Mamadou Sylla : La seule chose qu’on peut reprocher aux autorités de transition, c’est le retard pris dans la mise en place du CNT. Il faut se dire la vérité. On a pris pratiquement trois (3) mois sur ça. L’affaire a trop retardé. Mettre en place un organe de 81 membres ne devrait pas prendre autant de temps, ça craint. Vous savez quand vous traînez le pas, tout le monde met dans la tête que c’est à cause du délai de la transition vous êtes en train de traîner. Le peuple est ce truc qui est capable de dire vive le président le matin et dire le contraire le soir. À partir du moment où ils disent vivent le président, c’est le moment pour toi aussi de poser tout ce que tu as à poser correctement. Sinon, jusque-là, j’apprécie leur agissement. Ils font Les choses comme ça se doit, mais il faut qu’ils se déterminent sur la mise en place du CNT. Si ça ne va pas, ils peuvent nommer les membres.

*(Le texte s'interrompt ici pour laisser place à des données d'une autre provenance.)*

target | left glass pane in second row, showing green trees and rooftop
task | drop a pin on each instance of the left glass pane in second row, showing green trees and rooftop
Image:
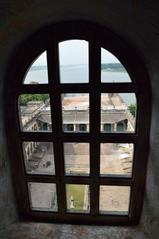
(34, 112)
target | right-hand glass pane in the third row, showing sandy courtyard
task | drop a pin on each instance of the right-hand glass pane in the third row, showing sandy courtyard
(116, 159)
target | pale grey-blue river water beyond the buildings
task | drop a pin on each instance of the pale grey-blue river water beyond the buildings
(79, 74)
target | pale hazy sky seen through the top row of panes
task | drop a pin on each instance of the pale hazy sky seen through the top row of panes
(75, 52)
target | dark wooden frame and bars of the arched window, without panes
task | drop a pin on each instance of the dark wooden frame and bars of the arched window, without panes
(98, 36)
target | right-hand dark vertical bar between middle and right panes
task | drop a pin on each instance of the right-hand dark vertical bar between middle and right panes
(94, 69)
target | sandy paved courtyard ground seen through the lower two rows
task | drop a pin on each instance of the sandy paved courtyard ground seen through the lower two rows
(115, 159)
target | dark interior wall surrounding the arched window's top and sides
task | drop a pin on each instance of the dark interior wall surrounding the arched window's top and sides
(135, 21)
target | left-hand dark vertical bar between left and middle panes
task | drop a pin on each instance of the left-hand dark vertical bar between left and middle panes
(55, 98)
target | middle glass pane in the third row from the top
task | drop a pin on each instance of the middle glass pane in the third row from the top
(76, 157)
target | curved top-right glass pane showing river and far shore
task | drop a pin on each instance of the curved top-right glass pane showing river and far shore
(112, 71)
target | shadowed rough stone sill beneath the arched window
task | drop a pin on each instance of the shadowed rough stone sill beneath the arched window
(56, 231)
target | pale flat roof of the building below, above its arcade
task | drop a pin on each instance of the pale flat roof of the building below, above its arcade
(76, 109)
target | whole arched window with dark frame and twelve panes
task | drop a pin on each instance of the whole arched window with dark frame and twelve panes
(77, 112)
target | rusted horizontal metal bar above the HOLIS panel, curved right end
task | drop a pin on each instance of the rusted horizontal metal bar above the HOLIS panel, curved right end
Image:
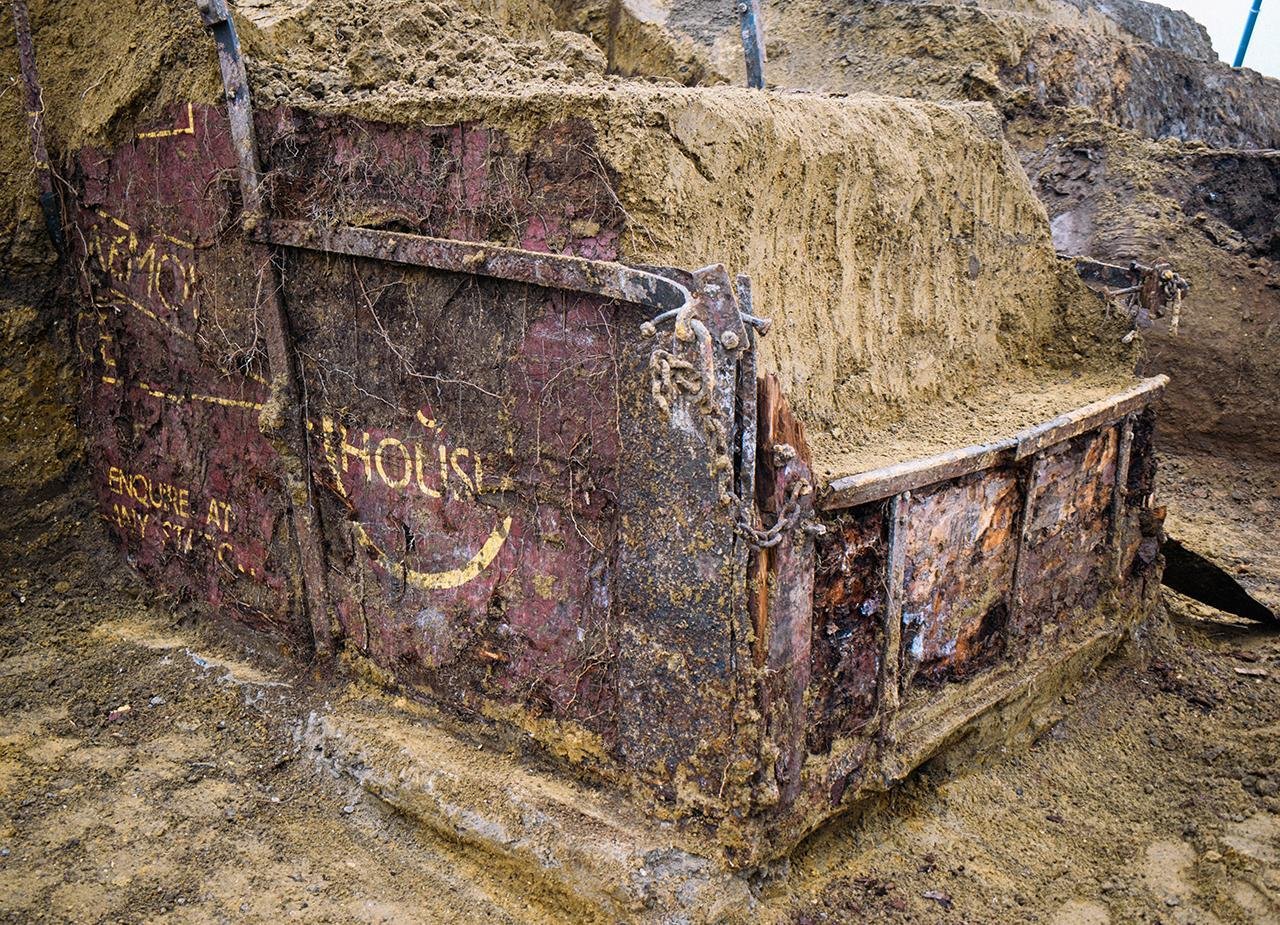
(552, 271)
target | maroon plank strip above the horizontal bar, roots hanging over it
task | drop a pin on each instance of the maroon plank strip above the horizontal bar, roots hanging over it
(464, 181)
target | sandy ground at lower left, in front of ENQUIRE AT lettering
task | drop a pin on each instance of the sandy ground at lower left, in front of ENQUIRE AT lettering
(149, 772)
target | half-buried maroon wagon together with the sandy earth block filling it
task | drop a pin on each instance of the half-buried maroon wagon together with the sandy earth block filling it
(527, 502)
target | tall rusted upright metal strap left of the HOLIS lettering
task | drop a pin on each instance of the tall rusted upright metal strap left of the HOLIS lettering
(289, 432)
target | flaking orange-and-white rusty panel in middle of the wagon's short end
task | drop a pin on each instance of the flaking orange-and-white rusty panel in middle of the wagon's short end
(962, 547)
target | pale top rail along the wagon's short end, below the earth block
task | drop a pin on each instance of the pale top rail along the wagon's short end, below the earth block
(874, 486)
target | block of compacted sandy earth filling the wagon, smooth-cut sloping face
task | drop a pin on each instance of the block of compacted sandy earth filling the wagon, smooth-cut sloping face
(895, 273)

Mosaiqueguinee.com : Dr Ousmane Doré, auto-désigné médiateur, appelle à l’union sacrée de la classe politique. Cet appel est-il tombé dans de bonnes oreilles à la CORED et à l’inter-coalition des partis politiques ?
Mamadou Sylla : Dr Ousmane Doré n’est pas habilité à parler à notre nom. Quand on te choisit, il faut que tout le monde soit d’accord pour que tu parle au nom de tout le monde. Je n’aimerai pas être à sa place, parce qu’il s’entête pour rien, c’est très gênant. Il ne peut pas être médiateur parce qu’il a déjà un côté pris. Il appartient à une coalition, il devrait comprendre cela. Il ne peut être juge et partie, quiconque est dans la politique ne peut pas être médiateur entre nous aujourd’hui. C’est le seul problème. On peut nommer en commun accord une personne, mais il faut qu’elle soit neutre, c’est-à-dire d’aucun parti politique. Je lui ai dit de laisser tomber cette affaire de médiation, sur tout qu’il dit s’être autoproclamé. Je pense que, même cette affaire d’union sacrée c’est trop tôt. On doit se parler certes, mais le problème aujourd’hui, c’est le CNT, le reste viendra plus tard. C’est à partir de l’approche de l’échéance qu’ils vont donner qu’on peut commencer une telle chose, mais il ne faut pas créer le problème là où il n’y en a pas, il faut être intelligent un peu. Sinon, on risque de radicaliser celui qui est en face de nous, il faut être intelligent, moi je suis devenu milliardaire parce que je suis intelligent. Je connais Dr Ousmane Doré, je le connais bien, mais il a déjà créé des problèmes entre nous. Il s’est autoproclamé médiateur, mais qui l’a choisi ? Qui l’a désigné ? (…). Moi je pense qu’il fait juste de la publicité sur lui.